Integração regional: uma perspectiva histórica e tipológica - Paulo Roberto de Almeida

 Integração regional: uma perspectiva histórica e tipológica 


Diplomata, professor

(www.pralmeida.org; diplomatizzando.blogspot.com)

 

 

Abordar o tema da integração regional requer em primeiro lugar definir a perspectiva da qual se pretende falar, tantos são os tipos de abordagens possíveis. Sem adentrar nos fundamentos teóricos ou econômicos desse processo de cooperação econômica entre Estados soberanos, pode-se limitar o estudo a uma visão empírica dos experimentos existentes, que não nascem ou surgem a partir do nada, mas sim costumam resultar de interações pré-existentes entre economias contíguas ou parceiras, as quais encontram um terreno favoráveis aos objetivos reciprocamente consensuados em torno de decisões de abertura econômica e de liberalização comercial bilateral ou plurilateral. Pois bem, de um ponto de vista empíricos, quando se fala em integração regional, quais são os exemplos mais conhecidos, dentre os experimentos sustentados, persistentes e mais ou menos bem-sucedidos?

A União Europeia é, obviamente o exemplo mais reconhecido e admirado, mas também o Mercosul, na perspectiva brasileira, por seus evidentes impactos diretos na atividade econômica dos principais agentes produtivos e comerciais existentes, com reflexos em outras áreas nacionais: na cultura, na educação, nos esportes e nas artes, dentre outras esferas de interesse popular. Poucos se referem à Asean, uma associação que evoluiu da cooperação política para esquemas flexíveis de integração econômica, ademais da SACU, a Southern African Customs Union, possivelmente a mais antiga das estruturas aduaneiras, mas que assumiu diferentes geografias ao longo do último século, e com a qual o Mercosul possui um acordo de liberalização tarifária. Existem outros blocos igualmente, aqui mesmo no continente sul-americano, como o Grupo Andino, anterior ao Mercosul, e rebatizado como Comunidade Andina de Nações um quarto de século atrás. Mais recentemente surgiu a Aliança do Pacífico – México, Colômbia, Peru e Chile –, bem mais voltado para a cooperação na área da Ásia Pacífico do que propriamente para aumentar o livre comércio entre eles, e que já completou 12 anos. E ainda tem mais esquemas de integração, alguns de grande impacto regional e mundial, como o TPP e o RCEP, que são mais recentes, embora poucos saibam o significado dessas siglas. 

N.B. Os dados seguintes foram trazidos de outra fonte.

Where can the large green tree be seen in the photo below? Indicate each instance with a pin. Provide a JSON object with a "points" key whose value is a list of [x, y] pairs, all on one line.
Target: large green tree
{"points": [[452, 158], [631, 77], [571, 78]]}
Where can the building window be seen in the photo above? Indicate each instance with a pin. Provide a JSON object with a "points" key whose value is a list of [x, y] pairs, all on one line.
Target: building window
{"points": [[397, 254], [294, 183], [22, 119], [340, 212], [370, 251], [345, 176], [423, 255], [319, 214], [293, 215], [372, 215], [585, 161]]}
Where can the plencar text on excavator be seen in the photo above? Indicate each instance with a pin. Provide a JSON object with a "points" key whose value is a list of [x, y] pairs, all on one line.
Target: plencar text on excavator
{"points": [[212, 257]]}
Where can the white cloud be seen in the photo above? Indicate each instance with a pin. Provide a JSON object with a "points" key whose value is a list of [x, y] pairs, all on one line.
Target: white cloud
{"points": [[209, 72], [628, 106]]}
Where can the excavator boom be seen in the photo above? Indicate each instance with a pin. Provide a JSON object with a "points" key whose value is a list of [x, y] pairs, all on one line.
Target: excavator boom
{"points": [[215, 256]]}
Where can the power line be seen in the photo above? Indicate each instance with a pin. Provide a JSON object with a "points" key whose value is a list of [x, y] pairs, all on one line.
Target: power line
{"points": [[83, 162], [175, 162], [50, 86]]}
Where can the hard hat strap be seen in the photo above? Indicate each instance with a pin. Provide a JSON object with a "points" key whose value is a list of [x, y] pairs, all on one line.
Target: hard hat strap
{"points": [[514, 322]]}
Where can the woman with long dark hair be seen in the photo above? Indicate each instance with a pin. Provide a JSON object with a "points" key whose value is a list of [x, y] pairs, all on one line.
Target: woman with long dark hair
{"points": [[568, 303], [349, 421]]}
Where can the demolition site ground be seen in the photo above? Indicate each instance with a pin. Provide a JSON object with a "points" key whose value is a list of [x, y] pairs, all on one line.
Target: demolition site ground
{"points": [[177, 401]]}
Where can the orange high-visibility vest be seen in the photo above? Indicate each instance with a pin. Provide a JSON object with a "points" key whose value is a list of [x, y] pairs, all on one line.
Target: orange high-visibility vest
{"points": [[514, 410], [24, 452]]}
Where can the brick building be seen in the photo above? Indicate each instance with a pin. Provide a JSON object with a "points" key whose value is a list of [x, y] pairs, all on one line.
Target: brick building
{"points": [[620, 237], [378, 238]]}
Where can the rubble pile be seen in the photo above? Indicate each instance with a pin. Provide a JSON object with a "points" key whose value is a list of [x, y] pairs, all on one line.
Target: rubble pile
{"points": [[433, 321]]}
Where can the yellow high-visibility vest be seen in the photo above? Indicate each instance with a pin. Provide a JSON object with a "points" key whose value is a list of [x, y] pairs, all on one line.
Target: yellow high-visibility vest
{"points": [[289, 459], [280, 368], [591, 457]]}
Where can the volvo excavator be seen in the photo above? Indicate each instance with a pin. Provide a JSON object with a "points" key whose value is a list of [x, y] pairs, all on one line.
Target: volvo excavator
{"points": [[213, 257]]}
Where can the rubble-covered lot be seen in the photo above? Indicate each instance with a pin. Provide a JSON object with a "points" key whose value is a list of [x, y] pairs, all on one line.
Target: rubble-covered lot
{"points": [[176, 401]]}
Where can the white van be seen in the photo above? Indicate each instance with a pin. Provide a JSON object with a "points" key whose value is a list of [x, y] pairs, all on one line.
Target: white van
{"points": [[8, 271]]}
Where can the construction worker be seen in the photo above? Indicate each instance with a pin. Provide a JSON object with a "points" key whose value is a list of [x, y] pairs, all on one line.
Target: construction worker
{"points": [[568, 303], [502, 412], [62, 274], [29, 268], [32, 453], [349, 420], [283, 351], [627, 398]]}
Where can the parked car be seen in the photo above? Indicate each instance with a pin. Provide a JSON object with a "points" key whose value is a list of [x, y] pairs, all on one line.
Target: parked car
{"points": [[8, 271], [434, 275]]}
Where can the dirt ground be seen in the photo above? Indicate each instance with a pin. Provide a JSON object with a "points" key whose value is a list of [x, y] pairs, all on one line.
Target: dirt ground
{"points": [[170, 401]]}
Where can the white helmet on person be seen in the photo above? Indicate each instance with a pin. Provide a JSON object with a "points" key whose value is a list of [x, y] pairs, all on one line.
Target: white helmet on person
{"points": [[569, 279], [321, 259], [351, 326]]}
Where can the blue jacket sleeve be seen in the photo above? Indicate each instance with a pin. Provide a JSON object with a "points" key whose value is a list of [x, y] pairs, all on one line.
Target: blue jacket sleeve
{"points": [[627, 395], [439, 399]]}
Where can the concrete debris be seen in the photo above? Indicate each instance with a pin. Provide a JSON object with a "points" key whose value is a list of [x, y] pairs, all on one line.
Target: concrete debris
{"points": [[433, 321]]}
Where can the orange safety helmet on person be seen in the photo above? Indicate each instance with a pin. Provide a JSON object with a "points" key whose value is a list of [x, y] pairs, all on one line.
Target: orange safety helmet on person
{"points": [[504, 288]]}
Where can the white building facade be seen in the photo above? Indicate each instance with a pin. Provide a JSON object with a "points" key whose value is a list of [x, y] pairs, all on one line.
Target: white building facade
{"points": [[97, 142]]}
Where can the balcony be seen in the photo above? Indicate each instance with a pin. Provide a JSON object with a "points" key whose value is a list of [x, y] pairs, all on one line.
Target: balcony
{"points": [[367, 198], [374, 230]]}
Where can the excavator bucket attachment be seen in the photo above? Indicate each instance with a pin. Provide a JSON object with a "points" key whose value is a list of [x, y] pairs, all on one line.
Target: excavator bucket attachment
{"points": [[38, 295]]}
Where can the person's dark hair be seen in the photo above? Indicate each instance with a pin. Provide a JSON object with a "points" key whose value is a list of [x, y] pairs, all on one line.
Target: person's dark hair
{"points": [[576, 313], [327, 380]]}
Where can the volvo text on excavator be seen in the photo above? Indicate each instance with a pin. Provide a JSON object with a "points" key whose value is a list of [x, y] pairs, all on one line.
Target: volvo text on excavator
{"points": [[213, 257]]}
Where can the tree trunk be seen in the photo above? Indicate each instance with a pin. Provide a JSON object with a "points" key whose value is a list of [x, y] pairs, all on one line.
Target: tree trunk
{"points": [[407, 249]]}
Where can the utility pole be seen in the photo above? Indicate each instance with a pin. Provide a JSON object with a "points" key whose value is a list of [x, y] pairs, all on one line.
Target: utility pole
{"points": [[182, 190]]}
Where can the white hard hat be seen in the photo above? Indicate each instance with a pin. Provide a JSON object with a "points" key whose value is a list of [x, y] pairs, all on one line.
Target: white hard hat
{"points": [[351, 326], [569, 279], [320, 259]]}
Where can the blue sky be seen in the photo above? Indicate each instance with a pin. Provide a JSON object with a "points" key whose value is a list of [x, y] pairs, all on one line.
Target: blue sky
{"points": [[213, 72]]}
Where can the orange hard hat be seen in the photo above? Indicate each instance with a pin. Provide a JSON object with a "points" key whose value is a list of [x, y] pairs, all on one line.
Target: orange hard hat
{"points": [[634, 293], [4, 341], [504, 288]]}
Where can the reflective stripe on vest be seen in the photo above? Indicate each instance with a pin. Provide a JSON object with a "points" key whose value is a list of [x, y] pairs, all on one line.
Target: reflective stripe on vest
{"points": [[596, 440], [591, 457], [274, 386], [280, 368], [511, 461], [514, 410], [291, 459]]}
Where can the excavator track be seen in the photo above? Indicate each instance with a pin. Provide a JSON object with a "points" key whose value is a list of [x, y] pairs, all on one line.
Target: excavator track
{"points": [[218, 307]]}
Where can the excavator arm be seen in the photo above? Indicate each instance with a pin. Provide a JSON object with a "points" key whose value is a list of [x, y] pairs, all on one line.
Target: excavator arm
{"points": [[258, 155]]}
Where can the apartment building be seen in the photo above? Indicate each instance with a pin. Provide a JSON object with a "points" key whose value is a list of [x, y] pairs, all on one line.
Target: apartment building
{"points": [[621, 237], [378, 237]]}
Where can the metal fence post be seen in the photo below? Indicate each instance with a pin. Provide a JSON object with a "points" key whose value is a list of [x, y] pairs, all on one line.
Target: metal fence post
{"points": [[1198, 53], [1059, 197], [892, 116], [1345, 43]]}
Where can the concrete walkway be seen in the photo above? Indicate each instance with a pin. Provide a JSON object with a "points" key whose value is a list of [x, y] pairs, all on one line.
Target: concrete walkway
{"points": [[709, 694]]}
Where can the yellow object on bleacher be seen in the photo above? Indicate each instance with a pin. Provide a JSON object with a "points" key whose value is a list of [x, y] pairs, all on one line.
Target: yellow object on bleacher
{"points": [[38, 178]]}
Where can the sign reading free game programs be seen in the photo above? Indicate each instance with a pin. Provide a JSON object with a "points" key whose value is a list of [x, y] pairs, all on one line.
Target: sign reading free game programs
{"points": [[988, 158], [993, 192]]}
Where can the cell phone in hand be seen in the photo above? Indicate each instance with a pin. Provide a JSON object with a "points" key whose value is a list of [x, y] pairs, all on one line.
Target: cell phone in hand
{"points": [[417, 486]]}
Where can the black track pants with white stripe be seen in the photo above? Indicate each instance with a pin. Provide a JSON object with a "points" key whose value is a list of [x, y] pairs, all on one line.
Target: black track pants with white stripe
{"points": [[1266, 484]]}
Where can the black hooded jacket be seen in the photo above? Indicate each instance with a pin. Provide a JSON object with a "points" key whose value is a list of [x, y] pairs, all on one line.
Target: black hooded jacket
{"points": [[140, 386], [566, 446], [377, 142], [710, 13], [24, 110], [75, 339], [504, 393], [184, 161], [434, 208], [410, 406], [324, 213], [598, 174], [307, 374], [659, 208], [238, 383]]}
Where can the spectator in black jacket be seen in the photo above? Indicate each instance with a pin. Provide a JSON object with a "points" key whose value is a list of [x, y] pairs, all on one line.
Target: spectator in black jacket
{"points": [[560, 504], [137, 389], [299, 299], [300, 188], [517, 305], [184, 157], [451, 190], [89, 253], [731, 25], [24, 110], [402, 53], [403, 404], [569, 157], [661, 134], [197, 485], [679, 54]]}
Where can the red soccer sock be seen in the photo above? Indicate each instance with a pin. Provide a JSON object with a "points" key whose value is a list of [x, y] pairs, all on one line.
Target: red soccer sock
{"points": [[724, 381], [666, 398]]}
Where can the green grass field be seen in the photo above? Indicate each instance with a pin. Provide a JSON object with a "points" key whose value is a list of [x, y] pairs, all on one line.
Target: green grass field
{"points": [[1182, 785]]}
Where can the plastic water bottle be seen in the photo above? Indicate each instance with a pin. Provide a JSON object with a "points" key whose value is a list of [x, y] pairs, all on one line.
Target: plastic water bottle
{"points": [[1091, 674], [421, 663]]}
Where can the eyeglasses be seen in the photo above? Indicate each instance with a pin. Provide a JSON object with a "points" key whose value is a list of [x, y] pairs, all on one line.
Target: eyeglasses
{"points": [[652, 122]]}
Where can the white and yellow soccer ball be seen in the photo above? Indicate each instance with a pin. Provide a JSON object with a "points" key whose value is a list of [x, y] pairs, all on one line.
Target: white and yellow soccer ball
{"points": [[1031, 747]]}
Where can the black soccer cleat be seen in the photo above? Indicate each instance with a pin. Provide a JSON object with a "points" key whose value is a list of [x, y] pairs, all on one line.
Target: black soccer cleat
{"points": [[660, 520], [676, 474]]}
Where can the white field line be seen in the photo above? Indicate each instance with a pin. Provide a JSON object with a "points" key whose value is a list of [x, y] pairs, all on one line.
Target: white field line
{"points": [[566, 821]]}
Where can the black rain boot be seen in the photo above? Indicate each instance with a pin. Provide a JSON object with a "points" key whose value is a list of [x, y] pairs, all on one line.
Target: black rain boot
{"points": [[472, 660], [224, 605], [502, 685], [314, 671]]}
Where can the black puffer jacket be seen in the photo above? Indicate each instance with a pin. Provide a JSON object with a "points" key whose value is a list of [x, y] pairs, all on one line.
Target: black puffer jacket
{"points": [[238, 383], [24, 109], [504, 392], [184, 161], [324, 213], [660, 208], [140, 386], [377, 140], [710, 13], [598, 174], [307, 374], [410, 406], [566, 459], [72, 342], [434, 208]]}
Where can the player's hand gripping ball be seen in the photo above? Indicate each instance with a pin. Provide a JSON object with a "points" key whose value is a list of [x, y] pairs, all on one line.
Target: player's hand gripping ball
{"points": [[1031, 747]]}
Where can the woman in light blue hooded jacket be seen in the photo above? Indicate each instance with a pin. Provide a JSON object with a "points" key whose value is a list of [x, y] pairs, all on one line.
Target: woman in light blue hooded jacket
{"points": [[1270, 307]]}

Mas todos esses blocos, ou agrupamentos de integração regional – que é o denominador comum a todos eles –, são muito diferentes entre si, não só em suas respectivas composições geográficas, mas sobretudo em sua natureza, estrutura, propósitos e estado evolutivo de acabamento. Assim, para facilitar a compreensão sobre os diversos tipos de integração regional, caberia colocar numa simples tabela linear os exemplos concretos dos blocos mais conhecidos, historicamente e atualmente, segundo o seu grau de aprofundamento respectivo, indo das mais simples formas de associação até os mais completos e profundos experimentos de integração, como pode ser verificado nesta representação visual:

https://www.academia.edu/100701630/Acordos_regionais_e_esquemas_de_integracao_diferentes_tipos_e_medidas_correlatas_2023_

Entretanto, ademais da tipologia dos modos de integração, segundo os instrumentos e os graus de aprofundamento registrados, cabe estabelecer uma importante distinção a ser observada no plano jurídico, ou do Direito da integração. A diferença se conecta diretamente ao modo pelo qual os países membros vão regular as relações recíprocas no processo de integração, seja pelo Direito Internacional, isto é, pela via de uma estrutura intergovernamental, seja pelo Direito Comunitário, que supõe um maior grau de cessão de soberania estatal, ou delegação de poderes a um ente independente. É o que distingue, um processo mais elementar como o Mercosul, ou um outro mais sofisticado, como é o da União Europeia e suas instituições supranacionais. Trata-se, mais especificamente, de uma longa trajetória histórica na evolução europeia das políticas comerciais, que assumiu diferentes formas e geografias ao longo de mais de dois séculos, possuindo correlações com diversos outros experimentos em diferentes continentes, como pode ser resumido a seguir.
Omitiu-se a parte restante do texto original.